How do you find the right amount of regularization using cross-validation? How do you do this in python?
What additional precautions do you need to take when using regularization (compared to least squares)?
What are the advantages of regularization compared to Least Squares?
What are the advantages of regularization compared to subset selection?
What are the advantages of one type Shrinkage method over another? When do you choose one over another?

(Required readings: chapter section 6.3 … 9 pages)

WHow to create new variables as linear combinations of the original predictors?
Why do we need Principal Component Analysis (PCA)? What is the main purpose of using it?
What is a principal component (PC)?
- What does the first PC maximize? You should be able to explain this both geometrically in a plot and mathematically.

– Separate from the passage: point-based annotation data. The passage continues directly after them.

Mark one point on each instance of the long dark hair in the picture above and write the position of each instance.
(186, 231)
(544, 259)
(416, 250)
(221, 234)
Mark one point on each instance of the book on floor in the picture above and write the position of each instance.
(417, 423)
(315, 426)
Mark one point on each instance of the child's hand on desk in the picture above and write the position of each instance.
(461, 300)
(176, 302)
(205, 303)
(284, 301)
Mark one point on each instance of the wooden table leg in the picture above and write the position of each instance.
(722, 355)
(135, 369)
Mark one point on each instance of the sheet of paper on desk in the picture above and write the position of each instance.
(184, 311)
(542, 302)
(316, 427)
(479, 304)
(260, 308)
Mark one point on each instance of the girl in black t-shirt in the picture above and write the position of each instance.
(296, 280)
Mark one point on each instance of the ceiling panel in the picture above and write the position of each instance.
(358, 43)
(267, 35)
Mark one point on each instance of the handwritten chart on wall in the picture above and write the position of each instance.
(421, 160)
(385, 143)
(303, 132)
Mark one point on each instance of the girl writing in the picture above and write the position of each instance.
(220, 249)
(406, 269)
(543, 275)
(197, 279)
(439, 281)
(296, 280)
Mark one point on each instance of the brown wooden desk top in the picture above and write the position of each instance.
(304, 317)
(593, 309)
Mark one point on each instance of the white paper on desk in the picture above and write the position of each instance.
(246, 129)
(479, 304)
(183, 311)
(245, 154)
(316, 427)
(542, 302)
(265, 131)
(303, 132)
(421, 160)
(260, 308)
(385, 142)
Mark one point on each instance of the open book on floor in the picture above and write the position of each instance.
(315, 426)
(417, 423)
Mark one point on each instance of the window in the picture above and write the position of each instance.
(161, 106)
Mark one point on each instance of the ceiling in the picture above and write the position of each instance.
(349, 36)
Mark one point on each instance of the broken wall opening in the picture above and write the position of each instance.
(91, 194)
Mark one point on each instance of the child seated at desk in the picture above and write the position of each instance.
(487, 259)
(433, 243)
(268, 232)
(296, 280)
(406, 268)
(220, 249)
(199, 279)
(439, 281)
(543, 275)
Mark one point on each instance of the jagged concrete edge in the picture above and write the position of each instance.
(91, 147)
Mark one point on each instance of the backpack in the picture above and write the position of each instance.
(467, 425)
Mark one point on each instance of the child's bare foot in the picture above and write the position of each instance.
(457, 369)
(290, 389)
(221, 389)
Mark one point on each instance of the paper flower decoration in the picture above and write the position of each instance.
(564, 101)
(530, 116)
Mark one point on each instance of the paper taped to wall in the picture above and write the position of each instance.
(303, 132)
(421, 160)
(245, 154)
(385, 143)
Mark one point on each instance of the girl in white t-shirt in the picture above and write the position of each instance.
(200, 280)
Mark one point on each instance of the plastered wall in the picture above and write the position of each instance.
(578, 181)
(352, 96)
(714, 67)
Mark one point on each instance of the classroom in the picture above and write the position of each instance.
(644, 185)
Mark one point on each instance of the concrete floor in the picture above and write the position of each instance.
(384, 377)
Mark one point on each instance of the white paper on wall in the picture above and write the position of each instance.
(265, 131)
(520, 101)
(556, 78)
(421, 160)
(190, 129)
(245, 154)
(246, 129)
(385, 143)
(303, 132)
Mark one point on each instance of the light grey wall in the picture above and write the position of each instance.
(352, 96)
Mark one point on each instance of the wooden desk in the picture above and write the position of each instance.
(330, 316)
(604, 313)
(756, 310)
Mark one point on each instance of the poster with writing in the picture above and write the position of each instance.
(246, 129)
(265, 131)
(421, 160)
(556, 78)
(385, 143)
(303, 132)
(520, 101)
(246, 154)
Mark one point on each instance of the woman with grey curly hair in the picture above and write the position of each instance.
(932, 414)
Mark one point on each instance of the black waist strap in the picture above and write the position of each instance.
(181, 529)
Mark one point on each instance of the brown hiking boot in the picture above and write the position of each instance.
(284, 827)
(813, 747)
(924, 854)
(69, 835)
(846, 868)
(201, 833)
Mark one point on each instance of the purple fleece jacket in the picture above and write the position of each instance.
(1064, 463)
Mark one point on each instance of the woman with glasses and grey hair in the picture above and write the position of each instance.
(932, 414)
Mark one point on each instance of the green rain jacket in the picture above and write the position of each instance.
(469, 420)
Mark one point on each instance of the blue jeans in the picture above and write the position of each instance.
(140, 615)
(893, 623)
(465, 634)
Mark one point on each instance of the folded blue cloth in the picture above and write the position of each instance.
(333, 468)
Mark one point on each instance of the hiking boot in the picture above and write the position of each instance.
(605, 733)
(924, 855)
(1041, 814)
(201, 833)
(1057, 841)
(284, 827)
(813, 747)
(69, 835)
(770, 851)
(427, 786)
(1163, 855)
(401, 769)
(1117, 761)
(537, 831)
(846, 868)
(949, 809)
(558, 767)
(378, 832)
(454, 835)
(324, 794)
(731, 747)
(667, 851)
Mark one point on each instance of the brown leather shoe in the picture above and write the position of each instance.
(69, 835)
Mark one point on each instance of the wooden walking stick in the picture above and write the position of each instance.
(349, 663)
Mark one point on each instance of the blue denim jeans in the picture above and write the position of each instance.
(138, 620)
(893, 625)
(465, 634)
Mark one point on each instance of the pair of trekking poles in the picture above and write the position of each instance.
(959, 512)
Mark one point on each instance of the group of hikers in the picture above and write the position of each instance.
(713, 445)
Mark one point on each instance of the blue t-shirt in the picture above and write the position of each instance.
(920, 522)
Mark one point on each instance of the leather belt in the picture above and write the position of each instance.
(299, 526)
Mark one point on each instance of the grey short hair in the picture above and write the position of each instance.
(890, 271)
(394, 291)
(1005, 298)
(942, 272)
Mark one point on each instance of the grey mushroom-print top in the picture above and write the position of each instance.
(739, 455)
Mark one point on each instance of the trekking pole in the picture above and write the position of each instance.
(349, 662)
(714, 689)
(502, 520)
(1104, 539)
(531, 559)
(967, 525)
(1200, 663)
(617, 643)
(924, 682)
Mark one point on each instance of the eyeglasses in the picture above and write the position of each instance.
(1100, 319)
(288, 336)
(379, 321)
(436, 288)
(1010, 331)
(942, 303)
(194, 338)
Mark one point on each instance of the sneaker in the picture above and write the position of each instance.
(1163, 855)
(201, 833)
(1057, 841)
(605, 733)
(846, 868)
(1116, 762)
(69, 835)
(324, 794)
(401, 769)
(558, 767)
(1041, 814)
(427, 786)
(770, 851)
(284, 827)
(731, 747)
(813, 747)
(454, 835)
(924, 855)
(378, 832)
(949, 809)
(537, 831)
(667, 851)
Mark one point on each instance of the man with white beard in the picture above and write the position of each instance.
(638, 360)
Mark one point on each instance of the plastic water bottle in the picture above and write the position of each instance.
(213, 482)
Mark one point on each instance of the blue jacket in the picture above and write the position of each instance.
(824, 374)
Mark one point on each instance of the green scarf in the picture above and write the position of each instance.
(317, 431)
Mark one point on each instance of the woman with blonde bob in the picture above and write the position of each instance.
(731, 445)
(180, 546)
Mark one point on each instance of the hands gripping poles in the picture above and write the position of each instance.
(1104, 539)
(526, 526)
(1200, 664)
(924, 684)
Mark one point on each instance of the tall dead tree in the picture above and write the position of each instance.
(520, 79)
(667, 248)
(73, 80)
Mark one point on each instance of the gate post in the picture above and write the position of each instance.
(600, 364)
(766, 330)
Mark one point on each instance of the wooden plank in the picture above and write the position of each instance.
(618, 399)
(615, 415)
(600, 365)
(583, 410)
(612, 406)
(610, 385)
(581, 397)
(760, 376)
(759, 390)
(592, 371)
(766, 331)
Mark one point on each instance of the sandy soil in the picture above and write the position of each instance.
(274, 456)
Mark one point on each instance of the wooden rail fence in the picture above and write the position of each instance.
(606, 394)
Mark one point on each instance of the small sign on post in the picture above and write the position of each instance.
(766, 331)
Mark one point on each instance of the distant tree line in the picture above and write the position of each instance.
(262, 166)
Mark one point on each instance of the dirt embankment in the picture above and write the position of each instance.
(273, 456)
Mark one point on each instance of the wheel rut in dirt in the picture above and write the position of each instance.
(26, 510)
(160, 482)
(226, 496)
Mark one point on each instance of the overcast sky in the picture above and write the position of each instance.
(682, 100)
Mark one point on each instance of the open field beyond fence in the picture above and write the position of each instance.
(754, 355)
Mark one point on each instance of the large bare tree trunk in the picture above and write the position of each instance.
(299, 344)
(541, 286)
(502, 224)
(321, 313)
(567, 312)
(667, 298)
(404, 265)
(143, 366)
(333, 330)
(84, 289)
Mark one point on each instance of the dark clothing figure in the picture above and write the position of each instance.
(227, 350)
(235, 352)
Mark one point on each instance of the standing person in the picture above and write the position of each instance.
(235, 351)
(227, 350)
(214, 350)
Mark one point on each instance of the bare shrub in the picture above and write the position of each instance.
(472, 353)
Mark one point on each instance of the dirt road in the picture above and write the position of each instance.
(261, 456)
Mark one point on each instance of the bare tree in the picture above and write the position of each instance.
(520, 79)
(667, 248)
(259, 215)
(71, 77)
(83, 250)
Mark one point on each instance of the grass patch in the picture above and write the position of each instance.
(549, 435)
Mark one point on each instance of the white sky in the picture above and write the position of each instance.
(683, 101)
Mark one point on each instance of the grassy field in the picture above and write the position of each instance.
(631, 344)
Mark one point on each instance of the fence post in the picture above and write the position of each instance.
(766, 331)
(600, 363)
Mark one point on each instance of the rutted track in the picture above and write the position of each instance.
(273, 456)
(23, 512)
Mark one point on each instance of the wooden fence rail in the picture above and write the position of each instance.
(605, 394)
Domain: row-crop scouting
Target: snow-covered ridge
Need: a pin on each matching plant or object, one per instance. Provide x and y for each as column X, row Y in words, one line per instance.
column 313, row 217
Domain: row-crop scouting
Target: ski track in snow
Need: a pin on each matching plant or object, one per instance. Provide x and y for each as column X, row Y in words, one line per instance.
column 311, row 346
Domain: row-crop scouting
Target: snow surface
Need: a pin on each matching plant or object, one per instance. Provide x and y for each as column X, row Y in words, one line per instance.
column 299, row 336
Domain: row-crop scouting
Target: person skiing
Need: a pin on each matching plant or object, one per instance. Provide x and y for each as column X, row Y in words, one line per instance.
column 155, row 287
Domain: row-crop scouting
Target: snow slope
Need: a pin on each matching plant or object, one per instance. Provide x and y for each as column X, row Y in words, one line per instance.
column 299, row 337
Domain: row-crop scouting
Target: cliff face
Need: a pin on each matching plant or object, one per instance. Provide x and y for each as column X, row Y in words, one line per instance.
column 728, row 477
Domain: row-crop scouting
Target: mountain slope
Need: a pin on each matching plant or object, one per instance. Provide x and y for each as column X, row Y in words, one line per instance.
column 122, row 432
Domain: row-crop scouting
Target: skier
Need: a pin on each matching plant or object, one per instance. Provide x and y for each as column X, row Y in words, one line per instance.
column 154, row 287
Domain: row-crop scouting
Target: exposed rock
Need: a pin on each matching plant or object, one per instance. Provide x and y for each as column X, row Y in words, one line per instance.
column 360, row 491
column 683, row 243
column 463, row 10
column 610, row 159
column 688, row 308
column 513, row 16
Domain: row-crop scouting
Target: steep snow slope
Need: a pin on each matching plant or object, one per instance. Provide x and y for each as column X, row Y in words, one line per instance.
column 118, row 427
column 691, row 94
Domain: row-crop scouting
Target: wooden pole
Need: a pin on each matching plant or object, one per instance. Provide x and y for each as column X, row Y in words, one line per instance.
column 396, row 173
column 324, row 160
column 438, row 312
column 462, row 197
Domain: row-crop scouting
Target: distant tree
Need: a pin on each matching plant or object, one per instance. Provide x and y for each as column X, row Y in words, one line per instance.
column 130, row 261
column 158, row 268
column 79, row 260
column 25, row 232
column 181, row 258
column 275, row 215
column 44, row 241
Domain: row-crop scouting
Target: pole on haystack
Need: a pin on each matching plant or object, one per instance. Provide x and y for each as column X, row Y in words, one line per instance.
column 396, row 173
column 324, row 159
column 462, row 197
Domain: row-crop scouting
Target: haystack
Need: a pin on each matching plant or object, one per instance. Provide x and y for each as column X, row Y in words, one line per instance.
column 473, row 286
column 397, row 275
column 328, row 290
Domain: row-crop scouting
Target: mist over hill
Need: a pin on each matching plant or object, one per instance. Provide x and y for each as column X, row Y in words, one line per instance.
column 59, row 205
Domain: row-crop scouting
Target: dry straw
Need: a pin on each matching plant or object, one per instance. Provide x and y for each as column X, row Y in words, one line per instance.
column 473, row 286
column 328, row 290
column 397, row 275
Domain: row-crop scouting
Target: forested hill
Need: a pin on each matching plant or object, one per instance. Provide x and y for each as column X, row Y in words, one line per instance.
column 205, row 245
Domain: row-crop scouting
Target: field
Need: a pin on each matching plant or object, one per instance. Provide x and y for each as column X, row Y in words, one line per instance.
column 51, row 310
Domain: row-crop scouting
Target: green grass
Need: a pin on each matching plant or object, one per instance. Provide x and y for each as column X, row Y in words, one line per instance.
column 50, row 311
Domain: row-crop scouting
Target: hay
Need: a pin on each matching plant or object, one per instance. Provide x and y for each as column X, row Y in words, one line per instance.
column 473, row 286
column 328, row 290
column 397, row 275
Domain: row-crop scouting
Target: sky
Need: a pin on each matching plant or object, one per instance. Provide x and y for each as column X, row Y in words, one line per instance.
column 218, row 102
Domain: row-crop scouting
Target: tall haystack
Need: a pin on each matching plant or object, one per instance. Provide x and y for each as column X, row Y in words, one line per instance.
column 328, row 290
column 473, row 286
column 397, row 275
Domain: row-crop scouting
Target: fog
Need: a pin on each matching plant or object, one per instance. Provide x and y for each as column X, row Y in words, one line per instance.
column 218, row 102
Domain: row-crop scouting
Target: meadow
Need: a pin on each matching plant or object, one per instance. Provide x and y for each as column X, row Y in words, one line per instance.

- Similarly, what do the subsequent PCs maximize?
How do you compute the PCs in Python, given a dataset?
- How do you project data points on each PC? You should also be able to plot the data points in the PC space.
- How do you find out how much variance each PC explains?
Why do you want to use the PCs in regression models?
- What assumptions do you have to make for it to be a good idea to use principal component regression (PCR)?
- Or conversely, what is a typical bad scenario to use PCR?
How do you implement PCR in Python?
How do you interpret the model coefficients when using PCR?
How do you choose the number of PC to use in PCR?
- Given a figure of, e.g., cross-validation score as a function of the number of PCs, you should be able to choose appropriately and provide rationales in terms of bias-variance tradeoff.
- You should be able to generate such figures in Python.
What is the relationship/differences between PCR and feature selection and regularization methods that you learned in this part of the course?